Sorting Algorithms

Choosing the right sorting algorithm can have a huge impact on application performance. What’s right for one application isn’t necessarily right for a different application. Here are some criteria to consider when selecting a sorting algorithm:

  • How much data is to be sorted? For small data sets it doesn’t matter which algorithm you choose because there is little difference in the execution times, but for large data sets, the worst-case bounds become radically different. Beware of data sets that are typically small but may occasionally be much larger — you need to select an algorithm that performs acceptably on the largest data sets your code may encounter.
  • Does the data fit in memory? Most sorting algorithms are efficient only when the data they operate on resides in memory. If the data set is too large for memory, you may need to split it into smaller chunks for sorting and then combine those sorted chunks to create the final sorted data set.
  • Is the data already mostly sorted? Adding new data to a sorted list can be done efficiently with certain algorithms, but those same algorithms have poor performance on randomly ordered data.
  • How much additional memory does the algorithm require? An in-place sorting algorithm sorts the data without using any additional memory, such as by swapping elements in an array. When memory is at a premium, an in-place algorithm may be a better choice than one with otherwise superior efficiency.
  • Is relative order preserved? A stable sorting algorithm preserves the relative order of data elements that are otherwise identical for sorting purposes. (In other words, if elements A and B have identical key values and A precedes B in the original data set, A will still precede B after a stable sorting.) Stability is generally a desirable feature, but in many cases it may be worth sacrificing stability for improved performance.
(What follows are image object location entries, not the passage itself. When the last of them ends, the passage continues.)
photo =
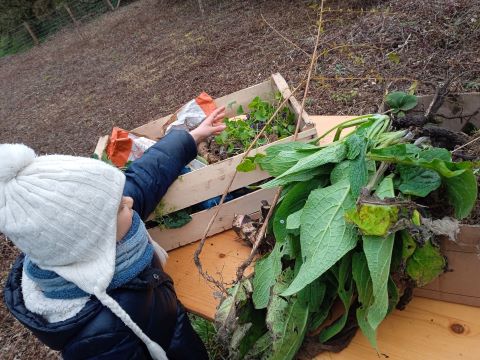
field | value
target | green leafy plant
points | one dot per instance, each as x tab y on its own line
239	134
347	224
401	102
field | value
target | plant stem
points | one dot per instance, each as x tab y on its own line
344	125
376	178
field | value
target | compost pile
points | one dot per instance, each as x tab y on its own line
353	231
241	130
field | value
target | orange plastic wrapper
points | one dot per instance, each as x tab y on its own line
119	147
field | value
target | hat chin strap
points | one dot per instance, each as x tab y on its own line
155	350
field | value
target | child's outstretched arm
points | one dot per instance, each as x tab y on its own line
148	178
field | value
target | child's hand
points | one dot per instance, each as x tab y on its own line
212	125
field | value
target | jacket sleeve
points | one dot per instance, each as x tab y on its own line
109	346
148	178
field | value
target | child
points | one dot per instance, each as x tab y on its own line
90	281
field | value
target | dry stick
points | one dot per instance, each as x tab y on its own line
285	38
261	233
466	144
196	256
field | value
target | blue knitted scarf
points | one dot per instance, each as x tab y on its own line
134	253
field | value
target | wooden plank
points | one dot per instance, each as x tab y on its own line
211	181
284	89
422	331
194	230
154	129
233	101
221	256
456	110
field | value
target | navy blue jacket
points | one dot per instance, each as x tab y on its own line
150	300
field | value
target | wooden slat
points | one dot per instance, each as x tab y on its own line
284	89
422	331
221	256
211	181
101	146
233	101
194	230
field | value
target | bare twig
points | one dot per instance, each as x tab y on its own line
198	251
312	64
440	93
261	233
466	144
284	37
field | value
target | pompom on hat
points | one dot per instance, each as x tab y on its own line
62	211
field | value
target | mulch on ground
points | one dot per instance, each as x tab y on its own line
146	59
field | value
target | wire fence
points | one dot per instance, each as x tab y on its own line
36	30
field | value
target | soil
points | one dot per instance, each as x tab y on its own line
146	59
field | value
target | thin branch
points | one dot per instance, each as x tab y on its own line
259	238
312	64
284	37
466	144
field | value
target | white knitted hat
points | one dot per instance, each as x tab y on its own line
62	212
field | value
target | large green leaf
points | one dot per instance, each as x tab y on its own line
330	154
267	270
281	157
343	273
261	346
297	177
418	181
425	264
286	319
292	202
325	237
400	101
378	252
373	219
458	177
343	170
361	275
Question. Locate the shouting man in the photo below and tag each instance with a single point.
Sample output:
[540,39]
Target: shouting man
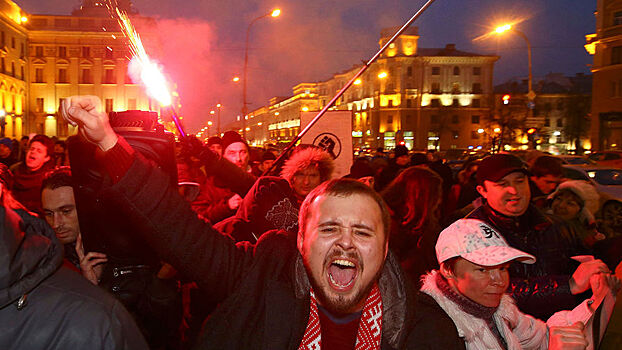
[332,285]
In an interview situation, it’s not unusual for the interviewer to vary the criteria as the interview progresses to see how well you understand the differences between sorting algorithms.

For simplicity, the sorting problems used in interviews often deal with simple integer values stored in arrays. In the real world, sorting usually involves more complex data structures with only one or a few of the values in those data structures affecting the sorting order. The value (or values) that determine the sorting order is referred to as the key. Most sorting algorithms in standard libraries are comparison algorithms, which require only that there is a way to determine whether one key is less than, equal to, or greater than another key. No comparison algorithm can have a more optimal worst-case running time than O(n log(n)).

Selection Sort

Selection sort is one of the simplest sorting algorithms. It starts with the first element in the array (or list) and scans through the array to find the element with the smallest key, which it swaps with the first element. The process is then repeated with each subsequent element until the last element is reached.
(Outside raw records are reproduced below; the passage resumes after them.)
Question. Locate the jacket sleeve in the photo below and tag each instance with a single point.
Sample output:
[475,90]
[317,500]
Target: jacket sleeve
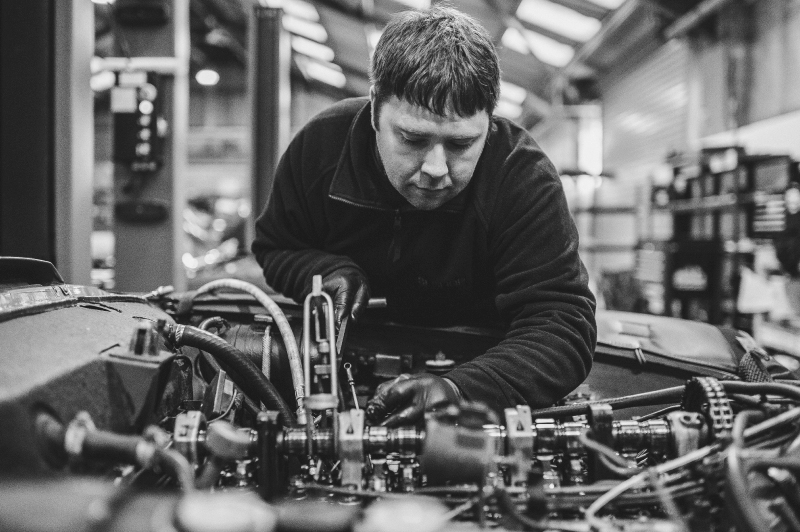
[290,233]
[542,293]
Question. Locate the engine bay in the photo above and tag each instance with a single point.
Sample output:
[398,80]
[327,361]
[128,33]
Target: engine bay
[230,409]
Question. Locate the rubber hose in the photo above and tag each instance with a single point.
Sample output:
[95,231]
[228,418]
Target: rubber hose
[740,500]
[295,363]
[741,422]
[243,368]
[755,388]
[102,445]
[658,397]
[177,465]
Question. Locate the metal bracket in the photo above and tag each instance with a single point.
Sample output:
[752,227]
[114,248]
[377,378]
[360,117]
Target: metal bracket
[519,428]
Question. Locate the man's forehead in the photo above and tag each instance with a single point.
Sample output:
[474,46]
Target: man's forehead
[414,117]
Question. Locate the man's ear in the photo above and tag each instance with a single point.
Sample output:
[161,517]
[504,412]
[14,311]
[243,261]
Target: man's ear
[373,105]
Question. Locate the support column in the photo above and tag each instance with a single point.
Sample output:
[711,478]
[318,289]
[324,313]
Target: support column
[74,139]
[149,243]
[270,90]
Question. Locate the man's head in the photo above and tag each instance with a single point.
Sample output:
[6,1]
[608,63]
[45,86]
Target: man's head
[435,82]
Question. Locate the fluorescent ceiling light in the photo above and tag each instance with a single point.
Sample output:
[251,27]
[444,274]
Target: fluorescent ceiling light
[608,4]
[207,77]
[373,36]
[102,81]
[328,73]
[416,4]
[512,93]
[313,49]
[301,9]
[508,109]
[544,48]
[514,40]
[305,28]
[558,19]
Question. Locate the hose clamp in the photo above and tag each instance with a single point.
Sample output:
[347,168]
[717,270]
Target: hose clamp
[76,433]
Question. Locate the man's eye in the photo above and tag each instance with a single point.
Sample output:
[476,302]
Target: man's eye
[460,145]
[411,141]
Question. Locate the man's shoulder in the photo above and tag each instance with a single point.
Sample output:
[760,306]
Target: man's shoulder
[513,153]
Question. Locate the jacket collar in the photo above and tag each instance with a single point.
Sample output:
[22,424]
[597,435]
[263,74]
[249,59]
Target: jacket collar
[360,179]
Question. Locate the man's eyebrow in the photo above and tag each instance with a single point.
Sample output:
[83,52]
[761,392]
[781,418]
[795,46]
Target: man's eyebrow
[417,133]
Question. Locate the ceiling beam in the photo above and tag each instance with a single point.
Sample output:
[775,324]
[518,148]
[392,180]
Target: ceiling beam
[549,33]
[584,8]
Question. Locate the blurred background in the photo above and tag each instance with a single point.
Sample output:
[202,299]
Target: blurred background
[139,136]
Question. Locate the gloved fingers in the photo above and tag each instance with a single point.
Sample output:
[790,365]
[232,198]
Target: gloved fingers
[360,301]
[406,416]
[342,301]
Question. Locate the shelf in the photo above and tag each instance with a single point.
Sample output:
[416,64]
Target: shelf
[715,203]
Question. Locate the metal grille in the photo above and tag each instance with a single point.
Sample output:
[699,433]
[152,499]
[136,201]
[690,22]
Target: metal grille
[644,108]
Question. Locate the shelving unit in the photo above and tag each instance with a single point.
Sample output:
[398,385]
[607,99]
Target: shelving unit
[723,204]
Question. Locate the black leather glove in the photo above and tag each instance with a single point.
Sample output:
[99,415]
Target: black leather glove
[349,291]
[408,397]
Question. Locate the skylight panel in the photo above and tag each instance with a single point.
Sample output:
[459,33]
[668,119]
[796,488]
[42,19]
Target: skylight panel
[544,48]
[305,28]
[301,9]
[558,19]
[608,4]
[312,49]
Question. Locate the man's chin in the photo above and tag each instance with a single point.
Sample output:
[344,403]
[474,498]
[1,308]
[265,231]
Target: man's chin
[427,201]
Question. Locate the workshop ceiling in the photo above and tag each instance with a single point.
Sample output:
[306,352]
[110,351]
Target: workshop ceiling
[550,50]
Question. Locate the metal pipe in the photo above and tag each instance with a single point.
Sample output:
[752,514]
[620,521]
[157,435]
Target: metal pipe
[693,18]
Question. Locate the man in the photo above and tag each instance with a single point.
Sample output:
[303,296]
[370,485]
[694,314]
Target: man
[421,196]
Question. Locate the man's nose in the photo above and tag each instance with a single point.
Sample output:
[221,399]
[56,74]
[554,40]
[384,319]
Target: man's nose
[435,164]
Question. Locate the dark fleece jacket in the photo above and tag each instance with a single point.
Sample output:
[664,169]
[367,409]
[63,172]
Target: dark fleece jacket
[504,252]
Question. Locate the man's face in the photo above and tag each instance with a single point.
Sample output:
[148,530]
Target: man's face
[428,158]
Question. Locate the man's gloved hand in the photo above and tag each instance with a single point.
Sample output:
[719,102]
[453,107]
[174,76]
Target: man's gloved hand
[349,291]
[408,397]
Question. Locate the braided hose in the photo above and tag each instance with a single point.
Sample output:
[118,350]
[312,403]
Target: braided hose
[283,326]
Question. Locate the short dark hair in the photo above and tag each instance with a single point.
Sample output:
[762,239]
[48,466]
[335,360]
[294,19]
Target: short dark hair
[440,59]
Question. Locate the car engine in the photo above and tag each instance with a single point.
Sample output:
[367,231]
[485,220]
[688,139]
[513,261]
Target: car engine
[229,409]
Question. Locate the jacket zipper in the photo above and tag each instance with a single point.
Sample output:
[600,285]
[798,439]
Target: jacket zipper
[394,247]
[354,204]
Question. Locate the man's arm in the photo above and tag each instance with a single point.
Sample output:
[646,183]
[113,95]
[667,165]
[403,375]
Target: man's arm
[290,235]
[542,291]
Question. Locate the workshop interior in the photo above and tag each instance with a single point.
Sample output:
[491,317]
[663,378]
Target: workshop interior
[150,379]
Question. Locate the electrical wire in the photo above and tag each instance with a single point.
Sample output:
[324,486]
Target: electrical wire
[602,450]
[667,502]
[762,388]
[246,375]
[460,509]
[506,504]
[682,461]
[227,410]
[771,423]
[658,413]
[740,423]
[290,342]
[658,397]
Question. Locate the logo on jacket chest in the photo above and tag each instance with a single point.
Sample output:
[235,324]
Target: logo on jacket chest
[441,284]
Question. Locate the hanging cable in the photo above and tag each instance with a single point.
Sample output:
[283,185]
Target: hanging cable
[283,326]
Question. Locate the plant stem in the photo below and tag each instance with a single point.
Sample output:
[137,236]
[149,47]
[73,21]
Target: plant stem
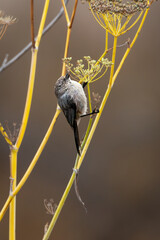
[13,180]
[31,166]
[80,159]
[60,206]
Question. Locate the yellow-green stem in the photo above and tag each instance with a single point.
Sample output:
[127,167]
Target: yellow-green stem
[113,61]
[13,180]
[60,206]
[112,79]
[31,166]
[28,99]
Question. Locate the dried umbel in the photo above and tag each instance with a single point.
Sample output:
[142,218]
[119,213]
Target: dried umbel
[87,69]
[114,16]
[5,21]
[118,6]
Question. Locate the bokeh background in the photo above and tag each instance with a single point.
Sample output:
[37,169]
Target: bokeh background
[119,180]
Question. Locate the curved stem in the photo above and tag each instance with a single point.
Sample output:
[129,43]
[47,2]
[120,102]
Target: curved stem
[13,180]
[31,166]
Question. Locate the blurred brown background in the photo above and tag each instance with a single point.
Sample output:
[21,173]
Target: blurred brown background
[119,180]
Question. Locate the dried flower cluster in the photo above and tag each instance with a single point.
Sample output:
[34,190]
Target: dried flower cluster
[118,7]
[5,21]
[8,20]
[87,70]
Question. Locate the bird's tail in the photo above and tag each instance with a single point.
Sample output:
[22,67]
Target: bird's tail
[76,136]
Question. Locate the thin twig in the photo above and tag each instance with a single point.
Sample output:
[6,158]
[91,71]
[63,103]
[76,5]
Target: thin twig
[73,14]
[29,45]
[32,24]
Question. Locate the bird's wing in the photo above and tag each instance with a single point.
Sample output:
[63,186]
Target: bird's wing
[69,109]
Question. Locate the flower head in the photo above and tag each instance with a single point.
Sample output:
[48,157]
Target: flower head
[88,70]
[5,21]
[115,15]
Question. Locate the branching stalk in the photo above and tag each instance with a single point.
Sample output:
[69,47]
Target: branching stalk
[79,159]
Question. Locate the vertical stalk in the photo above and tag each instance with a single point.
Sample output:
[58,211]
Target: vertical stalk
[113,60]
[13,180]
[66,49]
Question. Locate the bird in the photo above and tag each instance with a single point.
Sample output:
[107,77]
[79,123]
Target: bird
[73,103]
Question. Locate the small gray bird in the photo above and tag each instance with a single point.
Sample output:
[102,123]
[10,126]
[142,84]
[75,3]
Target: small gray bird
[73,102]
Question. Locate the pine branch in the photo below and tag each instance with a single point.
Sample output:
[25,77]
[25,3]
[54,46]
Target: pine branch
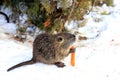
[72,8]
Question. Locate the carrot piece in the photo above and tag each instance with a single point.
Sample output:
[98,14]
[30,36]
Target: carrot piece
[72,61]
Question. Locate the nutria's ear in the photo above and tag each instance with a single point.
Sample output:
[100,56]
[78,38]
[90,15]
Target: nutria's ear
[60,39]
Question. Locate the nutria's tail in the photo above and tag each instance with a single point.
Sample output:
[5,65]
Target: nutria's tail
[22,64]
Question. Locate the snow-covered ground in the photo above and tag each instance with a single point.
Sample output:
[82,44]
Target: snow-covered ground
[98,59]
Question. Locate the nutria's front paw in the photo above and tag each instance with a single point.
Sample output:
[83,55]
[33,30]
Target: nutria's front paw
[59,64]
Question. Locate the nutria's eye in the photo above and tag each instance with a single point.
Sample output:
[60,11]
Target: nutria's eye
[60,39]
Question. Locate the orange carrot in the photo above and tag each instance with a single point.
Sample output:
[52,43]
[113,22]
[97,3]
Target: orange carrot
[72,62]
The description of this algorithm suggests a recursive approach, as shown here with the selectionSortRecursive method:

// Sort an array using a recursive selection sort.
public void selectionSortRecursive( int[] data ){
    selectionSortRecursive( data, 0 );
}

// Sort a subset of the array starting at the given index.
private void selectionSortRecursive( int[] data, int start ) {
    if( start < data.length - 1 ){
        swap( data, start, findMinimumIndex( data, start ) );
        selectionSortRecursive( data, start + 1 );
    }
}

This implementation depends on the two helper routines findMinimumIndex and swap:

// Find the position of the minimum value starting at the given index.
private int findMinimumIndex( int[] data, int start ) {
    int minPos = start;

    for( int i = start + 1; i < data.length; ++i ){
        if( data[i] < data[minPos] ){
            minPos = i;
        }
    }

    return minPos;
}

// Swap two elements in an array.
private void swap( int[] data, int index1, int index2 ){
    if( index1 != index2 ){
        int tmp = data[index1];
        data[index1] = data[index2];
        data[index2] = tmp;
    }
}

This implementation could be optimized by transforming this tail-recursive procedure into an iterative implementation and inlining the two helper functions.

How efficient is selection sort? The first swap requires n – 1 comparisons, the second n – 2, the third n – 3, and so on. This is the series (n – 1) + (n – 2) + ... + 1, which simplifies to n(n – 1)/2. This means that the algorithm is O(n2) in the best, average, and worst cases — the initial order of the data has no effect on the number of comparisons. As you’ll see later in this chapter, other sorting algorithms have more efficient running times than this.

Selection sort does have the advantage that it requires at most n – 1 swaps. In situations in which moving data elements is more expensive than comparing them, selection sort may perform better than other algorithms. The efficiency of an algorithm depends on what you’re optimizing for.

Selection sort is an in-place algorithm. Typical implementations of selection sort, such as the one shown here, are not stable.

Insertion Sort

Insertion sort is another simple sorting algorithm. It builds a sorted array (or list) one element at a time by comparing each new element to the already-sorted elements and inserting the new element into the correct location, similar to the way you sort a hand of playing cards.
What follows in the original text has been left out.